- Patients with depressive disorders were more likely to develop benign paroxysmal positional vertigo (BPPV) than those without depressive disorders.
- Risk was exacerbated in the presence of hyperthyroidism and systemic lupus erythematosus.
Why this matters
- Prior studies on the association between BPPV and depression yielded conflicting results.
- Study of 10,297 patients with depressive disorders and 41,188 patients without depressive disorders (control group).
- Funding: National Science Council, Taiwan; Taipei Veterans General Hospital.
- Median follow-up duration was 7.19 years for patients with depressive disorders and 7.22 years for those without.
- 44 patients were diagnosed with BPPV in the depressive disorders group vs 99 patients in the control group (0.59 vs 0.33 per 1000 person-years; incidence rate ratio, 1.79; P=.002).
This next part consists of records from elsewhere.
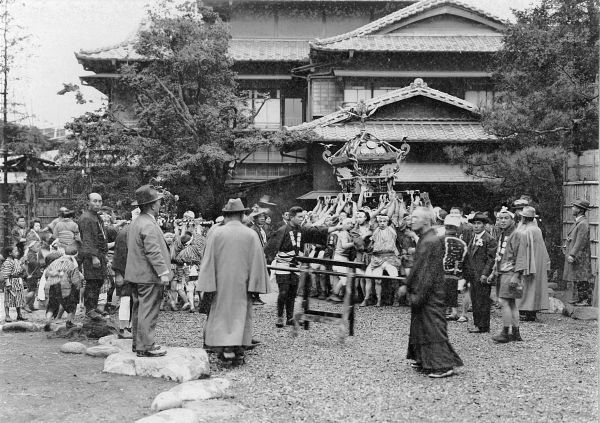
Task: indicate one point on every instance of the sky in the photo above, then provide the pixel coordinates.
(58, 28)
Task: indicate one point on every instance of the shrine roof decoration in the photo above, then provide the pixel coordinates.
(375, 36)
(416, 88)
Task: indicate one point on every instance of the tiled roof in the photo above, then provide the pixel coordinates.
(253, 50)
(122, 51)
(433, 43)
(415, 131)
(433, 173)
(247, 50)
(392, 18)
(415, 89)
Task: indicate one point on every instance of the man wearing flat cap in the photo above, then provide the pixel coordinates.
(148, 269)
(481, 255)
(578, 256)
(233, 268)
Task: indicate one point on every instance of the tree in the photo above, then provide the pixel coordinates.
(100, 155)
(546, 104)
(190, 115)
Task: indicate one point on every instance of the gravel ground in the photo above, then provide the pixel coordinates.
(551, 376)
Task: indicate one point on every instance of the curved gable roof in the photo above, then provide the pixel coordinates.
(378, 26)
(417, 88)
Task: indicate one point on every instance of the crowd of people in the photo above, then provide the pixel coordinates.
(146, 262)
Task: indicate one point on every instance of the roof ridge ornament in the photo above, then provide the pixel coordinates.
(418, 83)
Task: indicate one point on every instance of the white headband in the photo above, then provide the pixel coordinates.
(504, 210)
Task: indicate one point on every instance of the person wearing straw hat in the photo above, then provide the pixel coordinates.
(535, 271)
(233, 267)
(578, 256)
(148, 269)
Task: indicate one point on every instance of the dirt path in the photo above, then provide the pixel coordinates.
(40, 384)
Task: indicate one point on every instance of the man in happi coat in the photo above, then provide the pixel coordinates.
(536, 263)
(233, 268)
(284, 246)
(428, 343)
(578, 256)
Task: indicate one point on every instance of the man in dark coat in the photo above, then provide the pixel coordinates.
(480, 262)
(578, 256)
(148, 269)
(93, 250)
(428, 343)
(258, 225)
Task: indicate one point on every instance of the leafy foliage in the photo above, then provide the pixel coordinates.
(21, 139)
(546, 103)
(546, 76)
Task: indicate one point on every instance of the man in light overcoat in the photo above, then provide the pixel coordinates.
(148, 270)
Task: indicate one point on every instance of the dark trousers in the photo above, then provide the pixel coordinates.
(288, 287)
(585, 291)
(146, 298)
(480, 299)
(451, 299)
(91, 293)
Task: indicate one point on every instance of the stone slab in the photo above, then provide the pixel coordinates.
(122, 363)
(210, 410)
(174, 415)
(180, 364)
(195, 390)
(73, 348)
(102, 350)
(123, 344)
(21, 327)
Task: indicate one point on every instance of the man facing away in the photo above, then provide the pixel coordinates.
(428, 343)
(286, 244)
(148, 269)
(93, 250)
(233, 268)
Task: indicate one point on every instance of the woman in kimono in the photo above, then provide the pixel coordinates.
(12, 273)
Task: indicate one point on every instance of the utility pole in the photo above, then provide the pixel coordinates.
(3, 148)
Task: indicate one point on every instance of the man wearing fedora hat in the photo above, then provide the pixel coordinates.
(233, 268)
(481, 253)
(148, 269)
(578, 256)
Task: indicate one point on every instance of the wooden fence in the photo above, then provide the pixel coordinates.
(581, 181)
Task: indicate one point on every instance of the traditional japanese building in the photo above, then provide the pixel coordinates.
(421, 69)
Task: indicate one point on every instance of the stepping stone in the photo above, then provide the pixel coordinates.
(102, 350)
(73, 348)
(123, 344)
(194, 390)
(210, 410)
(180, 364)
(122, 363)
(174, 415)
(107, 340)
(21, 327)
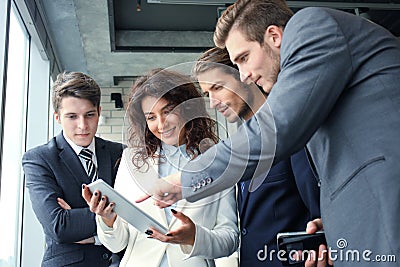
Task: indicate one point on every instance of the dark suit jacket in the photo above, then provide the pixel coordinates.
(54, 170)
(338, 91)
(287, 199)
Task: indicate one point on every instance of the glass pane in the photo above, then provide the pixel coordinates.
(13, 143)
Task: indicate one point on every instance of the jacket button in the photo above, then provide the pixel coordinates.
(244, 231)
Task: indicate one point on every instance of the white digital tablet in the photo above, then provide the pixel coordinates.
(127, 210)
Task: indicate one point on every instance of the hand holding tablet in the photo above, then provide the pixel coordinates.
(125, 209)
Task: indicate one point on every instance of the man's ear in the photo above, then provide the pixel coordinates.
(57, 117)
(273, 36)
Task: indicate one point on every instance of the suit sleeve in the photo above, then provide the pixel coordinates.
(63, 226)
(315, 67)
(223, 239)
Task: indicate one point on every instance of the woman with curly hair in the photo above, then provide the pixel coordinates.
(168, 126)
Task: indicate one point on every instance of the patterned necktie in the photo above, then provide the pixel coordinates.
(86, 154)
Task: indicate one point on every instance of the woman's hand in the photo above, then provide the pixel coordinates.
(184, 235)
(99, 205)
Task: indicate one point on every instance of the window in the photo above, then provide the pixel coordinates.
(13, 140)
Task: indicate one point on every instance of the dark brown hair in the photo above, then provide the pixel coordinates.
(252, 18)
(75, 84)
(178, 91)
(215, 58)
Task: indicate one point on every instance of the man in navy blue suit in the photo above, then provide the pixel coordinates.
(289, 196)
(56, 171)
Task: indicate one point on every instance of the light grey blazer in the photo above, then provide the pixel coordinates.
(338, 92)
(215, 218)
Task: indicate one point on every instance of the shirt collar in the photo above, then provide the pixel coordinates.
(77, 148)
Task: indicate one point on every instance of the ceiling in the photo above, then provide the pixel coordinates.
(114, 40)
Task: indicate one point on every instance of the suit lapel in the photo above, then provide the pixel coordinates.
(245, 197)
(71, 161)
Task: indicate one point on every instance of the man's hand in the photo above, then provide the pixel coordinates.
(99, 205)
(165, 191)
(184, 234)
(321, 258)
(63, 204)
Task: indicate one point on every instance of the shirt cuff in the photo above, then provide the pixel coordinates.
(97, 241)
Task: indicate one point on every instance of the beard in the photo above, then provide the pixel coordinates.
(274, 70)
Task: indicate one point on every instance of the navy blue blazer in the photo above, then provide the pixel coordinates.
(287, 199)
(54, 170)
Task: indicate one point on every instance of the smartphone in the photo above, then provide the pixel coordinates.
(300, 242)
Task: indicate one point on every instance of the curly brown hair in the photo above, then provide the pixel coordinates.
(181, 93)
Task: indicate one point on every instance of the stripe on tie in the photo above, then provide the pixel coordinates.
(87, 154)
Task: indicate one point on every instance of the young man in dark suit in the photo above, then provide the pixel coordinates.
(288, 197)
(56, 171)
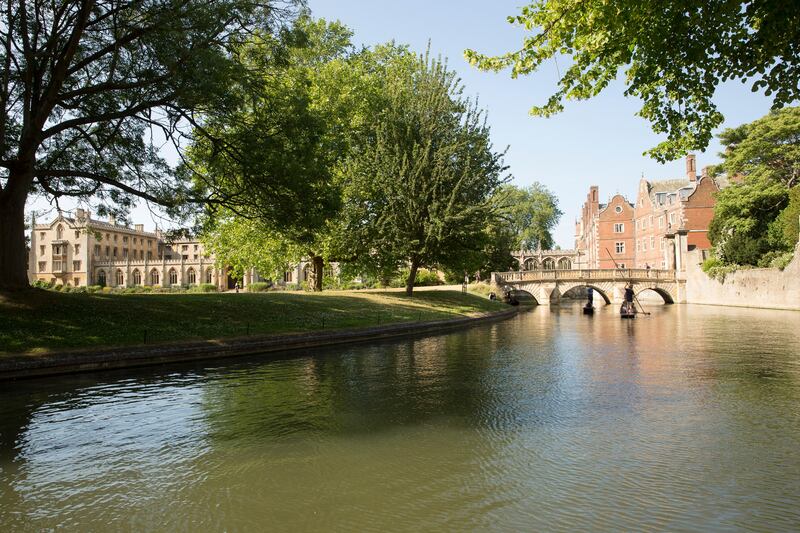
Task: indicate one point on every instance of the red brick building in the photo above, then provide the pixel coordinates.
(646, 229)
(604, 234)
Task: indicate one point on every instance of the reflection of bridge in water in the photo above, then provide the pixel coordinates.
(609, 284)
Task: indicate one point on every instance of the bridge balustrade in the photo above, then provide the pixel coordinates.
(619, 274)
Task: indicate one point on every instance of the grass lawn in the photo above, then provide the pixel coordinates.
(41, 321)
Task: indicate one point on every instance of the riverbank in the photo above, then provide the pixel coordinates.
(45, 332)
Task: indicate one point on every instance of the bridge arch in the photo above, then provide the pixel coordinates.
(665, 295)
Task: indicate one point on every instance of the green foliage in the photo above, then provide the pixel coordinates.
(86, 83)
(757, 214)
(788, 221)
(767, 149)
(781, 261)
(203, 287)
(532, 214)
(260, 287)
(674, 55)
(418, 190)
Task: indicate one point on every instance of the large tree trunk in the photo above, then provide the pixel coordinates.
(13, 253)
(318, 264)
(412, 276)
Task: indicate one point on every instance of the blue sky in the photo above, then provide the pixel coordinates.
(596, 142)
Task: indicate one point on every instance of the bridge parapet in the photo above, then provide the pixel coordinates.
(613, 274)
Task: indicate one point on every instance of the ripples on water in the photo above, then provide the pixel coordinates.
(685, 420)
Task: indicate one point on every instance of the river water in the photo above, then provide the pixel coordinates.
(684, 420)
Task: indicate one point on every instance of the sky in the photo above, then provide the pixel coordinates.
(594, 142)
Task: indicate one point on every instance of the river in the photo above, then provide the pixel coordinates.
(687, 419)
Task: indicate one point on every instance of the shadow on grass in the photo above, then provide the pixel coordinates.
(41, 321)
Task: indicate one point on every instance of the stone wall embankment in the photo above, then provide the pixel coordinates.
(758, 287)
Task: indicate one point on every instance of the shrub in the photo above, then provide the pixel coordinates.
(483, 288)
(259, 287)
(203, 287)
(781, 261)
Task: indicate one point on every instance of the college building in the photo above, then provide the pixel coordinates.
(667, 217)
(80, 251)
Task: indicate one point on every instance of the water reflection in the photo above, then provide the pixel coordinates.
(686, 419)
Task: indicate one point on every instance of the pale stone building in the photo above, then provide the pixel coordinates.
(80, 251)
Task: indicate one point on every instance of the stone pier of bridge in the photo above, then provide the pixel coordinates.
(546, 286)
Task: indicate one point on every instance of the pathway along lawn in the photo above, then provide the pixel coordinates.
(41, 321)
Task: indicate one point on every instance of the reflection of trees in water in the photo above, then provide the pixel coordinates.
(362, 389)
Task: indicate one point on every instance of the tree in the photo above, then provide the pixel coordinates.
(749, 220)
(742, 230)
(85, 82)
(674, 55)
(766, 148)
(273, 155)
(532, 213)
(420, 194)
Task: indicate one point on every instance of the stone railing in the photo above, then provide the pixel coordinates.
(617, 274)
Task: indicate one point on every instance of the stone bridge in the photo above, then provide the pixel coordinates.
(609, 284)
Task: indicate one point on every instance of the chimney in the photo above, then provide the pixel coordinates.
(691, 169)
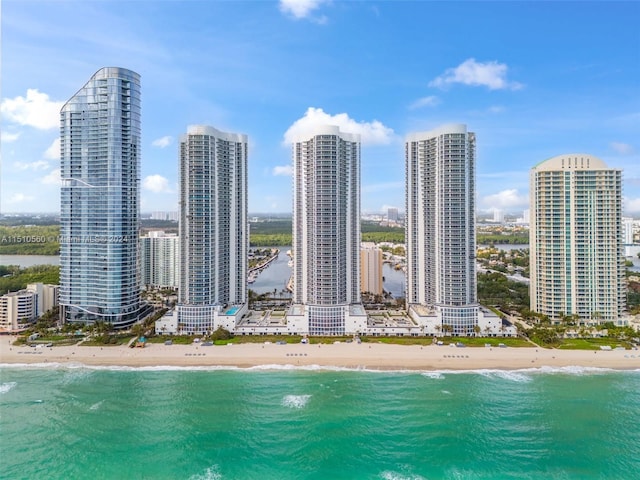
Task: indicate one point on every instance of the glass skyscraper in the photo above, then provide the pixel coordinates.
(214, 238)
(326, 227)
(576, 240)
(100, 172)
(440, 226)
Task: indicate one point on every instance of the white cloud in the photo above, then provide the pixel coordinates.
(19, 198)
(371, 133)
(283, 170)
(7, 137)
(506, 200)
(430, 101)
(53, 152)
(156, 183)
(53, 178)
(622, 148)
(162, 142)
(37, 165)
(490, 74)
(301, 8)
(34, 110)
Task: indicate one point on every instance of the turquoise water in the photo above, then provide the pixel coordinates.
(58, 422)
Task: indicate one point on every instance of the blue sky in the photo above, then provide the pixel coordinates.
(532, 79)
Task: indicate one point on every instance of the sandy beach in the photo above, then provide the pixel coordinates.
(375, 356)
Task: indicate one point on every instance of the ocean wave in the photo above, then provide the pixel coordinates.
(387, 475)
(295, 401)
(434, 374)
(5, 387)
(511, 375)
(210, 473)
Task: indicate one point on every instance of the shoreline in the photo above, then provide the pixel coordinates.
(351, 356)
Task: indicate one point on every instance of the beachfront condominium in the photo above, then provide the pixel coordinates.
(159, 259)
(326, 228)
(371, 269)
(576, 240)
(440, 228)
(213, 229)
(99, 200)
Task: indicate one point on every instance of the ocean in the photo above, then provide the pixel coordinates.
(75, 422)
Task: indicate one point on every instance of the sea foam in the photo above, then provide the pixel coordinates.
(387, 475)
(5, 387)
(210, 473)
(295, 401)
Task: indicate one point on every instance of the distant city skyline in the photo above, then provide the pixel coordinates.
(271, 71)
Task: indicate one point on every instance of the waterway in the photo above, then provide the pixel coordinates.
(276, 276)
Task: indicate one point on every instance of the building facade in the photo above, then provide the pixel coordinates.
(159, 260)
(99, 206)
(576, 240)
(19, 309)
(214, 237)
(440, 240)
(371, 269)
(326, 227)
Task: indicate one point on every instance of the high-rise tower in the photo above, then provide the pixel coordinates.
(576, 240)
(440, 226)
(99, 217)
(326, 227)
(214, 237)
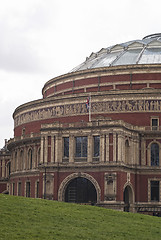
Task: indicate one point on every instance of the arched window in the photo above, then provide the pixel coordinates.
(30, 159)
(15, 161)
(38, 157)
(154, 154)
(127, 151)
(21, 160)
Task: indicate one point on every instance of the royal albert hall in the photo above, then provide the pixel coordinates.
(95, 136)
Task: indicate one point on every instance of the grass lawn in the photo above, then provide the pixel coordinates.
(27, 218)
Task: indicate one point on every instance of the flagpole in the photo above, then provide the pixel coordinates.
(90, 107)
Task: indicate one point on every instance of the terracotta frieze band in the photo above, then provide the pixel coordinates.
(122, 106)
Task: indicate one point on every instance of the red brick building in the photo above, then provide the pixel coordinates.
(95, 135)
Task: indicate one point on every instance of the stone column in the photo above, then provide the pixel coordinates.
(107, 148)
(52, 149)
(114, 147)
(42, 150)
(120, 143)
(71, 148)
(90, 149)
(3, 168)
(46, 150)
(102, 148)
(58, 149)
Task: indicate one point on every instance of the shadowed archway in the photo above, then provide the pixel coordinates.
(128, 198)
(80, 190)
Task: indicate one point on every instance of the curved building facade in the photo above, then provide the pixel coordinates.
(94, 137)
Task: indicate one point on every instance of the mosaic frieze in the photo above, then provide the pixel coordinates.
(96, 107)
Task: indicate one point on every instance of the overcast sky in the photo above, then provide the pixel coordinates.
(42, 39)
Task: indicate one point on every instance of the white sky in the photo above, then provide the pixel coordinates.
(42, 39)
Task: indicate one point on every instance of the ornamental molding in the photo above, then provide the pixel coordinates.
(100, 107)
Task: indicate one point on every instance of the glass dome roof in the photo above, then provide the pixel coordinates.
(145, 51)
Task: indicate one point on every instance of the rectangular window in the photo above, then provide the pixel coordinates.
(155, 191)
(155, 123)
(27, 189)
(19, 189)
(81, 147)
(66, 147)
(96, 146)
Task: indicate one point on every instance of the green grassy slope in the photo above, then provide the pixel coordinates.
(26, 218)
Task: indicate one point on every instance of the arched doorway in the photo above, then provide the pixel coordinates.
(128, 199)
(80, 190)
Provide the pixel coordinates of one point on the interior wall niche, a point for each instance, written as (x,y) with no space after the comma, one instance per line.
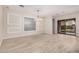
(29,24)
(67,26)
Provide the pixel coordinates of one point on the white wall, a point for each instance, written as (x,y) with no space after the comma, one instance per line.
(1,18)
(48,26)
(39,25)
(67,16)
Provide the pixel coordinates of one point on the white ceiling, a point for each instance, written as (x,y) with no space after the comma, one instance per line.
(46,10)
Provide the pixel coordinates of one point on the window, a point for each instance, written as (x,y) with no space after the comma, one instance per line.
(29,24)
(67,26)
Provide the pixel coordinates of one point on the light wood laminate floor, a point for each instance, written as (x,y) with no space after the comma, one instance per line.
(42,43)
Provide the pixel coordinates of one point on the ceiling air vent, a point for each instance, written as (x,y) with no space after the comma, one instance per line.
(21,5)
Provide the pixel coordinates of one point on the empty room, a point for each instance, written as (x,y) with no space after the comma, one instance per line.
(39,28)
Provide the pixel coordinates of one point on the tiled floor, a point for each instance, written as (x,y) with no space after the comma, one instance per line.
(43,43)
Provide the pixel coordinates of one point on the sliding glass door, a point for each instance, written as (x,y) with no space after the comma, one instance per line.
(67,26)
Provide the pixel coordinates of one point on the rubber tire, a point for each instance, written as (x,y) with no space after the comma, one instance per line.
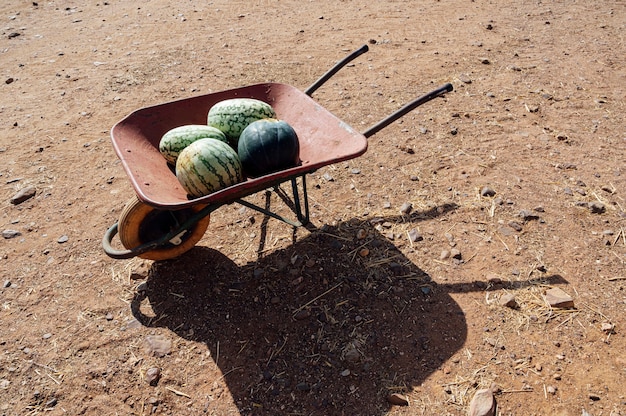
(141,223)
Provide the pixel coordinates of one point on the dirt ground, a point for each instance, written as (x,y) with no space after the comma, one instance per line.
(516,182)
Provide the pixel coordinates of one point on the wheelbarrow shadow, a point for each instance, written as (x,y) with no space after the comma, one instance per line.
(316,328)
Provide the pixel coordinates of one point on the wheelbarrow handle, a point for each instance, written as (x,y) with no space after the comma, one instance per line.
(408,107)
(332,71)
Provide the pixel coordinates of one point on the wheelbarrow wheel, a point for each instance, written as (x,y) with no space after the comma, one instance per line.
(141,223)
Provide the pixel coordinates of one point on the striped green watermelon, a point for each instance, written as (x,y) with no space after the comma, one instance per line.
(233,115)
(207,166)
(175,140)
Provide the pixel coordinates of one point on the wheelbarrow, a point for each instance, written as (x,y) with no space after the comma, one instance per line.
(161,222)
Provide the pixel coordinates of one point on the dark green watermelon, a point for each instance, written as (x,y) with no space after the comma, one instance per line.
(267,146)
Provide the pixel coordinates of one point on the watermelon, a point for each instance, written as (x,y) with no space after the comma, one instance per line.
(207,166)
(176,139)
(267,146)
(233,115)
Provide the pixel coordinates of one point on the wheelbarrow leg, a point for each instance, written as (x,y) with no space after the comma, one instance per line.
(303,218)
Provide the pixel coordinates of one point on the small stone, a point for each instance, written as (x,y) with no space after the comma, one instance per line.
(557,298)
(398,399)
(465,79)
(140,272)
(515,225)
(508,300)
(8,234)
(608,189)
(23,195)
(596,207)
(483,403)
(415,236)
(527,215)
(487,191)
(153,374)
(158,345)
(607,327)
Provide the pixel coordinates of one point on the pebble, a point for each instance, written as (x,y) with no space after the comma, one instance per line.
(140,272)
(487,191)
(464,78)
(8,234)
(153,374)
(483,403)
(508,300)
(607,327)
(398,399)
(158,345)
(557,298)
(596,207)
(23,195)
(415,236)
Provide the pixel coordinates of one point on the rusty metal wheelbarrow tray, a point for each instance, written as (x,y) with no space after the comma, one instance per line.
(324,140)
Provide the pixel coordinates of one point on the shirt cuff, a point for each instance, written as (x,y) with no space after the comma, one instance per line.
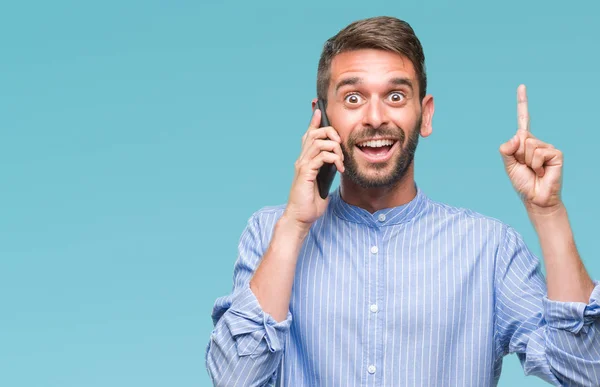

- Risk for BPPV was significantly higher in patients with depressive disorders (HR, 1.55; P=.019).
- Hyperthyroidism (HR, 3.75; P=.001) and systemic lupus erythematosus (HR, 3.47; P=.038) showed significant association with risk for BPPV in patients with depressive disorders.
- Retrospective design.
- Lack of detailed information regarding medications administered for BPPV, tobacco use, alcohol consumption, head position in bed, and family history.